Wealth managers hit as growth stocks suffer

The UK’s largest wealth managers have suffered a sharp reversal in portfolio performance this year as the economic environment hurt growth-oriented strategies and revived the fortunes of value stocks.

According to a study by Asset Risk Consultants, which analyzed the returns of 300,000 strategies, many portfolios that were on the rise at the end of last year are now in the bottom quartile of performance and have been replaced in top of the ranking by former laggards. managed by 100 leading UK wealth managers.

Rising inflation and rising interest rates have created a difficult environment for growth stocks, the value of which is tied to the company’s future prospects. Investors who prefer stocks with attractive valuations relative to their fundamentals, such as dividends and cash flow, have prospered.

“Basically, if you were upstairs, chances are you’re downstairs now,” said Graham Harrison, chief executive of ARC. To thrive at the end of last year, managers had to focus on growth, which has since suffered heavy losses.

This change underscores how difficult it is for active investment strategies to perform well in all market environments, giving weight to industry analysts who argue for a balance between different styles.

ARC’s analysis, which revealed an unusual upheaval in performance, comes as global markets suffered a period of painful selling. The S&P 500 has fallen 17% since January, but growth-oriented stocks have fared less well. The MSCI World Growth Index fell 20% from January to April, while the equivalent value index fell just 5%.

However, Harrison said the short, sharp period of growth losses has yet to erase the outperformance of these strategies in recent years. “The amount of ground they lost wasn’t that great that it exceeded their previous long-term performance,” he said.

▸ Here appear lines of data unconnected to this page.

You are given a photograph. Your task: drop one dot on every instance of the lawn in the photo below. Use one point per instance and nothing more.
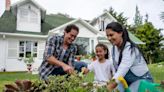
(9, 77)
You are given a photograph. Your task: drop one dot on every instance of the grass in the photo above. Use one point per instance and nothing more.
(156, 70)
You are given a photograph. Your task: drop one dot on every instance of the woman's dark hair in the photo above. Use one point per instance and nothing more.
(117, 27)
(105, 49)
(70, 27)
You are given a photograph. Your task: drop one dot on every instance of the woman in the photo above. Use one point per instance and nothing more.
(128, 60)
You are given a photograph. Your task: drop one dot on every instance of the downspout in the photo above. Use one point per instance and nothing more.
(4, 38)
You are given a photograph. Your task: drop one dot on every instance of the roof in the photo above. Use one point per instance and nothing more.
(105, 13)
(57, 19)
(22, 2)
(8, 25)
(94, 30)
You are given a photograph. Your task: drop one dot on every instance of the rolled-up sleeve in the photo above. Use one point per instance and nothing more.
(127, 61)
(49, 48)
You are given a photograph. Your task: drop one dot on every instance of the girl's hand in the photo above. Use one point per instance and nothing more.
(84, 70)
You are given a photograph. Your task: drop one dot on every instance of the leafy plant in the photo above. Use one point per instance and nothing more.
(23, 86)
(65, 83)
(29, 60)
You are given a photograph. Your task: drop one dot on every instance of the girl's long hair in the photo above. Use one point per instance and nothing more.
(105, 49)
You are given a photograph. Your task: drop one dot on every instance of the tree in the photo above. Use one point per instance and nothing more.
(137, 18)
(119, 17)
(162, 15)
(151, 36)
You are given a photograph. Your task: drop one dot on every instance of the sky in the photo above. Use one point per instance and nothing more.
(89, 9)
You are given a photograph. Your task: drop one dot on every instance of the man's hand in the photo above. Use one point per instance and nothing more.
(68, 69)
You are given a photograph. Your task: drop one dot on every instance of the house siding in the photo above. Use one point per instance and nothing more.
(15, 63)
(28, 23)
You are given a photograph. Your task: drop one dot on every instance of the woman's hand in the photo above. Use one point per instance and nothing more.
(111, 85)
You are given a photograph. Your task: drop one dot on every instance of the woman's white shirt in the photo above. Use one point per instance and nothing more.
(102, 71)
(133, 61)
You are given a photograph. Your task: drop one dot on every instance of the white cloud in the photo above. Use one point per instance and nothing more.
(88, 9)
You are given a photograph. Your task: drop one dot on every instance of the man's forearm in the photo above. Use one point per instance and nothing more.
(52, 60)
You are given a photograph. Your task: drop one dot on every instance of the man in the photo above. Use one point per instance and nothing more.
(59, 53)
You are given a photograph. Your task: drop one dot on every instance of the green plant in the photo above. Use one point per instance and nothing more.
(29, 60)
(23, 86)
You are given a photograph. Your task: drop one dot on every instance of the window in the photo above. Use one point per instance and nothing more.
(23, 15)
(28, 49)
(33, 17)
(28, 15)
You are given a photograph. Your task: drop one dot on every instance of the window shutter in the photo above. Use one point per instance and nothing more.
(41, 48)
(12, 49)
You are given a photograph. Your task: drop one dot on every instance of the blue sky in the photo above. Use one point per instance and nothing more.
(89, 9)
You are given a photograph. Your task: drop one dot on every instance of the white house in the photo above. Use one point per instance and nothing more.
(21, 35)
(101, 22)
(87, 34)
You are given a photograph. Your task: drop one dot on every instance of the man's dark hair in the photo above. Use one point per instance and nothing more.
(70, 27)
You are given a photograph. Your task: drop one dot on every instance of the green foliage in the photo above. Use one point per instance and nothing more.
(81, 49)
(56, 20)
(151, 36)
(137, 18)
(119, 17)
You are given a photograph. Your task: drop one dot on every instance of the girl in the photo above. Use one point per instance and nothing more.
(128, 60)
(103, 68)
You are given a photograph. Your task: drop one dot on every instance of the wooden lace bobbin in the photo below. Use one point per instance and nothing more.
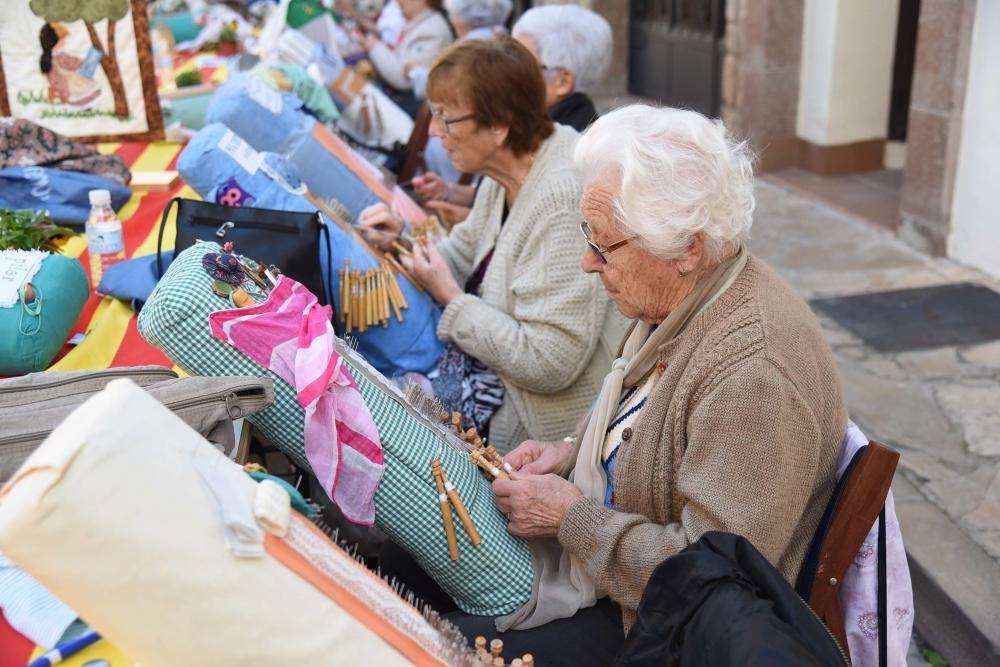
(449, 525)
(394, 299)
(494, 456)
(340, 294)
(480, 460)
(456, 502)
(345, 290)
(384, 290)
(242, 299)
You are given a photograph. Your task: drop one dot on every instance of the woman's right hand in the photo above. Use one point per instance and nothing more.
(380, 226)
(430, 186)
(537, 457)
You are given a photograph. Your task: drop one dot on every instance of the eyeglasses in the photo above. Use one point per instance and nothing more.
(602, 252)
(438, 115)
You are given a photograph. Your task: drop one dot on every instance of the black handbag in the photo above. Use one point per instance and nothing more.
(288, 239)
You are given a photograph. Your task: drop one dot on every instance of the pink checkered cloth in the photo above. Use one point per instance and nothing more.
(290, 334)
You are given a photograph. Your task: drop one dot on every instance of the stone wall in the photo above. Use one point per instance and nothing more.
(935, 126)
(760, 76)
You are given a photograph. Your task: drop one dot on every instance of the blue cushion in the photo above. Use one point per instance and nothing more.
(29, 340)
(64, 194)
(221, 167)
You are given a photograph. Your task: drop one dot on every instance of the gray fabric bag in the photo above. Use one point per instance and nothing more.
(31, 406)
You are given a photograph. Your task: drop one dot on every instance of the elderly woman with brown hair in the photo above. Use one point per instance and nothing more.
(523, 324)
(723, 412)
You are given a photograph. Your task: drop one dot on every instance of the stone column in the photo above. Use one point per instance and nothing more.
(935, 126)
(760, 78)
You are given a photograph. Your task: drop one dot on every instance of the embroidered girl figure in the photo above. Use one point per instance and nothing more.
(66, 84)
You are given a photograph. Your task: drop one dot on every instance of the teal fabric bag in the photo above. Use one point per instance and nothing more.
(32, 334)
(491, 579)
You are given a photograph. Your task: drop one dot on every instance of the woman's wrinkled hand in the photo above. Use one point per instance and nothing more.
(535, 505)
(450, 214)
(427, 266)
(430, 186)
(380, 226)
(537, 457)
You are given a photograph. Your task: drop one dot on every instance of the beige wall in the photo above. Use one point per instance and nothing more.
(845, 80)
(975, 225)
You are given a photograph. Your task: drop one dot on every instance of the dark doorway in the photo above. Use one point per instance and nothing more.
(676, 51)
(902, 68)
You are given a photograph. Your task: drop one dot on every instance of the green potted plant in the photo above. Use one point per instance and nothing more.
(188, 78)
(25, 229)
(228, 44)
(50, 291)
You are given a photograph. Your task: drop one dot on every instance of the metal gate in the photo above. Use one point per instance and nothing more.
(676, 51)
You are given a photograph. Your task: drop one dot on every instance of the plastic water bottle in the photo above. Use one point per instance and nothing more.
(105, 242)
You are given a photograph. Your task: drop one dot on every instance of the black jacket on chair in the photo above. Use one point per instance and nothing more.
(720, 602)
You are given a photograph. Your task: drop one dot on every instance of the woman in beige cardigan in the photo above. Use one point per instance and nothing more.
(723, 411)
(515, 302)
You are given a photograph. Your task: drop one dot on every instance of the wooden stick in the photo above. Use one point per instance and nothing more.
(463, 514)
(449, 526)
(343, 305)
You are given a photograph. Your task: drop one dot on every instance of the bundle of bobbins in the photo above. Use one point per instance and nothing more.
(494, 656)
(369, 299)
(481, 454)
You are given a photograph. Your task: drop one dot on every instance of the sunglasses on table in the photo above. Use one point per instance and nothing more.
(602, 251)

Some strategists argue that the importance of growth factors relative to value is exaggerated relative to the merits of individual companies. “A market rotation from growth stocks to value stocks won’t prevent companies from being disrupted,” said Chris Rossbach, chief investment officer at J Stern and Co.

Studying wealth management returns found they mirrored the fortunes of other fund managers. Several of the most popular investment vehicles among UK savers have been hit hard. Fundsmith, the flagship fund managed by Terry Smith, has seen its returns drop 17% since January, according to Morningstar. Over the same period, shares of Scottish Mortgage Investment Trust fell 42%.

Yet the two vehicles remain the most purchased investment funds and trusts by retail investors, according to data from investment platform Interactive Investor. Both managers have delivered healthy returns for investors over several years and urged their investors to focus on their long-term balance sheet.

Among wealth managers, Harrison said a sell-off would typically lead to an upheaval in performance as the fortunes of different managers diverged. This year, however, much of the industry has suffered together. “Turns out they were all pointing in the same direction,” he said.

“There were 10 years where the story of investing that worked was basically the same.” Harrison argued that market upheaval could be a long-term phenomenon and urged wealth management clients to ask their strategist “what they are doing to respond to this changing economic and geopolitical environment.”

Rossbach, however, said the change in preferences may be short-lived. “The rotation started in January and is continuing, but I expect it to reverse again as the fundamentals of the business materialize and inflation declines – because we will not have forever a global inflation of 8%.”